# Studying by night — entitled to dole?



## rf75 (26 May 2006)

Hi there, I have been unemployed for the last 2 months and have decided to go back to college at night, would I be able to get the dole. Thanks


----------



## elcato (26 May 2006)

*Re: Student*

Yes as you will be available for work during the day afaik but why not ask them next time you sign on.


----------



## jammacjam (26 May 2006)

*Re: Student*

I think you have to be on the dole for 6 months and then you are allowed to keep your dole and be in full time education but if its at night you should be still available for work so I dont see why not.


----------



## DrMoriarty (26 May 2006)

*Re: Studying by night — entitled to dole?*

Welcome to AAM, rf75. I've given your thread a more meaningful title — as suggested in the , ahem!  

It's not covered specifically on the relevant  page, but my hunch would be that elcato and jammacjam are right. If you're unemployed for six months before you begin your studies, you could be eligible for a full-time VTOS course, which would bring added benefits and allocations — but I don't know if that's the kind of study you have in mind...?


----------



## Ruth (27 May 2006)

*Re: Studying by night — entitled to dole?*



			
				rf75 said:
			
		

> Hi there, I have been unemployed for the last 2 months and have decided to go back to college at night, *would* I be able to get the dole. Thanks


 
Have you not signed on? If not - do so immediately.
If in receipt of UA - the Jobs Facilitator in your local DSCFA might agree to part funding your night course.
If you are to qualify for UB you won't qualify for any further education allowances.

hth
Ruth


----------



## z102 (28 May 2006)

What's about "the 13 and a half lives of Captain Bluebear" for the beginning? ISBN 0-099-28532-0
Prof. Nightingale's noctural university is open to everyone.
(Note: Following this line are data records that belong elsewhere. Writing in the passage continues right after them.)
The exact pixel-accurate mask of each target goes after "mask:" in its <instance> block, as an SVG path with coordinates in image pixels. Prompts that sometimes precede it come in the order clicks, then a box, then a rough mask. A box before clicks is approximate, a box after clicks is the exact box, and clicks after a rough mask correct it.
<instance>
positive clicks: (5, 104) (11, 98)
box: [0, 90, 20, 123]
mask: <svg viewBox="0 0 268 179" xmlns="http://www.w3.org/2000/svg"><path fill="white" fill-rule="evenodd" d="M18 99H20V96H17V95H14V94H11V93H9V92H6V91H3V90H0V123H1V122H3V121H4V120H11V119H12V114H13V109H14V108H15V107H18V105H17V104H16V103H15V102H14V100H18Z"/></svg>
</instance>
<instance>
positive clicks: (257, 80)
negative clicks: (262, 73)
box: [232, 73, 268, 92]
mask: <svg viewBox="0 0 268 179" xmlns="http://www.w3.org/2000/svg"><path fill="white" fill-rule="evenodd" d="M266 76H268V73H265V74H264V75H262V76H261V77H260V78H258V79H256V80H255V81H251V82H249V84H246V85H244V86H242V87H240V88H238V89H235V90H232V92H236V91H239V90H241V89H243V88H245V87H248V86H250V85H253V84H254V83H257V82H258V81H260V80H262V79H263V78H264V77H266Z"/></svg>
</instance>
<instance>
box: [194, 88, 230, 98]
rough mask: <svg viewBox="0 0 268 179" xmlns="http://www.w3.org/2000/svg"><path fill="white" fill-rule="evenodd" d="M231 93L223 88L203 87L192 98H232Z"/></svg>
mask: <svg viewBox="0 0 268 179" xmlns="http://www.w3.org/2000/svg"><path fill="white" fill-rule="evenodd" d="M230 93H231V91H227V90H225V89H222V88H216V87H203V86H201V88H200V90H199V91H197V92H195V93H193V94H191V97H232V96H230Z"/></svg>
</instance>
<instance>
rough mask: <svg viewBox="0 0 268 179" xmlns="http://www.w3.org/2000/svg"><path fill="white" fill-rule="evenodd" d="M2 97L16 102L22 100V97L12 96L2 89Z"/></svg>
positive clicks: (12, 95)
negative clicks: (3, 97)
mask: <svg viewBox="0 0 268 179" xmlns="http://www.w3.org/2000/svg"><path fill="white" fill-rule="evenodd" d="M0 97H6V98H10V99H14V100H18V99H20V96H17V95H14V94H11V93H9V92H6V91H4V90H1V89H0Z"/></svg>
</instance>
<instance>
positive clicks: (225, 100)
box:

My regards to Qwerty....(smiley).


----------



## ZEGAR (29 May 2006)

*Re: Studying by night — entitled to dole?*

Are you entitled to claim unemployment assistance/stamps if you give up work as opposed to getting let go or fired ??


----------



## elcato (29 May 2006)

*Re: Studying by night — entitled to dole?*



> Are you entitled to claim unemployment assistance/stamps if you give up work as opposed to getting let go or fired ??


There is a waiting period if you left on your own accord which I think is about 3 months before you can claim UB.


----------



## lff12 (29 May 2006)

*Re: Studying by night — entitled to dole?*



			
				ZEGAR said:
			
		

> Are you entitled to claim unemployment assistance/stamps if you give up work as opposed to getting let go or fired ??


 
Not immediately and they can theoretically refuse you then on the grounds that you aren't looking for work.


----------



## Kiddo (26 Jun 2006)

*Re: Studying by night — entitled to dole?*



			
				ZEGAR said:
			
		

> Are you entitled to claim unemployment assistance/stamps if you give up work as opposed to getting let go or fired ??


 
It depends on the circumstances. I left my job in April and got Unemployment benefit without any delay. AFAIK the deciding officer will contact your employer to verify the reasons you have given as to why you left the job.


----------



## lff12 (29 Jun 2006)

*Re: Studying by night — entitled to dole?*

Yes.
Theoretically you probably should be available for evening/shift work, but the irish civil service is so hopelessly out of touch with reality that I don't think you'd have a problem with this.

AFAIK only full time courses pass on details to social welfare regarding who is a full time student.  Night courses are considered part time and so don't count.

Besides its unreasonable to expect somebody to automatically work nights - some people may have no means of transport to get home safely and many of these night shifts actually end during the hours 11pm-7am when in most parts of Ireland there is no public transport at all.


----------



## Thrifty (29 Jun 2006)

Another point is that work on Sundays usually doesn't count either. AFIK you can earn what you lie and still get your full benefit.


----------